Revisiting Policy Gradients for Restricted Policy Classes: Escaping Myopic Local Optima with $k$-step Policy Gradients

2026-05-11Machine Learning

Machine Learning
AI summary

The authors revisit common policy gradient methods used in reinforcement learning, which often get stuck in bad solutions because they only look one step ahead. They propose a new method that considers multiple steps at once (k-step) to avoid these short-sighted problems. Their approach is proven to reliably find policies that perform very close to the best possible one, and it works well even in complicated settings like state aggregation and multi-agent systems. Their method also avoids usual technical issues related to distribution mismatches, helping it find better policies without needing perfect exploration.
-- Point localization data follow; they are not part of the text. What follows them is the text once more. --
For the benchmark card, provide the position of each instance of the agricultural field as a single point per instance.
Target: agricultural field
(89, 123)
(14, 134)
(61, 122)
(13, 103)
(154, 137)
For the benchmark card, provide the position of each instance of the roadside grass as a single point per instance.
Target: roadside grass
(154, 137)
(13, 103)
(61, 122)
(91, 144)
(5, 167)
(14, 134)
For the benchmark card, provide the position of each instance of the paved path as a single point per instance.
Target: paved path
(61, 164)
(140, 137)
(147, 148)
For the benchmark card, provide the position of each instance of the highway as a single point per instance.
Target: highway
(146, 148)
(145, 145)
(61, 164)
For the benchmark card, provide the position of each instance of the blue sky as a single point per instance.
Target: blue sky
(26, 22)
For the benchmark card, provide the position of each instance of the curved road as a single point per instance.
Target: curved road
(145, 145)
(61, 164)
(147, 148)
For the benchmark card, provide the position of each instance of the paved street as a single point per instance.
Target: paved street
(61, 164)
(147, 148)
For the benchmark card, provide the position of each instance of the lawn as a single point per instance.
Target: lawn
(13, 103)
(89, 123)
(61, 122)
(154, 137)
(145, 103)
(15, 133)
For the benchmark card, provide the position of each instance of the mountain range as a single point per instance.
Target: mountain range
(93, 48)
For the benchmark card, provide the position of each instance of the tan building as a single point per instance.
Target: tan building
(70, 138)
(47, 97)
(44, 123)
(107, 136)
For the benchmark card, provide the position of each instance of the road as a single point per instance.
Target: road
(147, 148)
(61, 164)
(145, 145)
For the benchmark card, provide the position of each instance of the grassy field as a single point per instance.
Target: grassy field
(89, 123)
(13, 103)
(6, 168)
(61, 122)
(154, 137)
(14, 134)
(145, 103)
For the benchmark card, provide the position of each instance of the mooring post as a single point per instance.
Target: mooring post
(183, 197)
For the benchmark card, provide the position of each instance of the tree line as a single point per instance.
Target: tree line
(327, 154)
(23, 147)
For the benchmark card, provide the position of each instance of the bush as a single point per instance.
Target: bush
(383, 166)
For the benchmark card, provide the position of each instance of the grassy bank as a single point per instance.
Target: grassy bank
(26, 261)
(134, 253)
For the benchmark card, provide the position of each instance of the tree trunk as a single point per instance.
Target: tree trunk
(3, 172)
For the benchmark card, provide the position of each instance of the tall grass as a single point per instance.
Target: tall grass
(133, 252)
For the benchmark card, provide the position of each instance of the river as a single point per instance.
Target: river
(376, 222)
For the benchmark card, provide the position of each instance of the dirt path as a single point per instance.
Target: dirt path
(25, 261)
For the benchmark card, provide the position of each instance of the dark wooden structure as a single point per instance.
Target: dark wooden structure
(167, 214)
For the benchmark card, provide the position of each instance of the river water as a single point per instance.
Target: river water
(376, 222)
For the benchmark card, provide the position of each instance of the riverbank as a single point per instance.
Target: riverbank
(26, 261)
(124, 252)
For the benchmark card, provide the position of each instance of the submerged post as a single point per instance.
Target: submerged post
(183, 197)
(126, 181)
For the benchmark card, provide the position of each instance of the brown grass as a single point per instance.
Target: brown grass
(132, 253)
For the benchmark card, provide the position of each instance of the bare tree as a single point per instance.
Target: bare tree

Policy GradientMarkov Decision Process (MDP)k-step returnsLocal OptimaProjected Gradient DescentMirror DescentState AggregationPartially Observable SettingsDistribution MismatchReinforcement Learning
Authors
Alex DeWeese, Guannan Qu
Abstract
This work revisits standard policy gradient methods used on restricted policy classes, which are known to get stuck in suboptimal critical points. We identify an important cause for this phenomenon to be that the policy gradient is itself fundamentally myopic, i.e. it only improves the policy based on the one-step $Q$-function. In this work, we propose a generalized $k$-step policy gradient method that couples the randomness within a $k$-step time window and can escape the myopic local optima in MDPs with restricted policy classes. We show this new method is theoretically guaranteed to converge to a solution that is exponentially close in performance to the optimal deterministic policy with respect to $k$. Further, we show projected gradient descent and mirror descent with this $k$-step policy gradient can achieve this exponential guarantee in $O(\frac{1}{T})$ iterations, despite only assuming smoothness and differentiability of the value function. This will provide near optimal solutions to previously elusive applications like state aggregation and partially observable cooperative multi-agent settings. Moreover, our bounds avoid the ubiquitous distribution mismatch factors $||d_μ^{π^*} / d_μ^π||_\infty$ and $||d_μ^{π^*} / μ||_\infty$ enabling the $k$-step policy gradient method to escape suboptimal critical points that emerge from poor exploration in fully observable settings.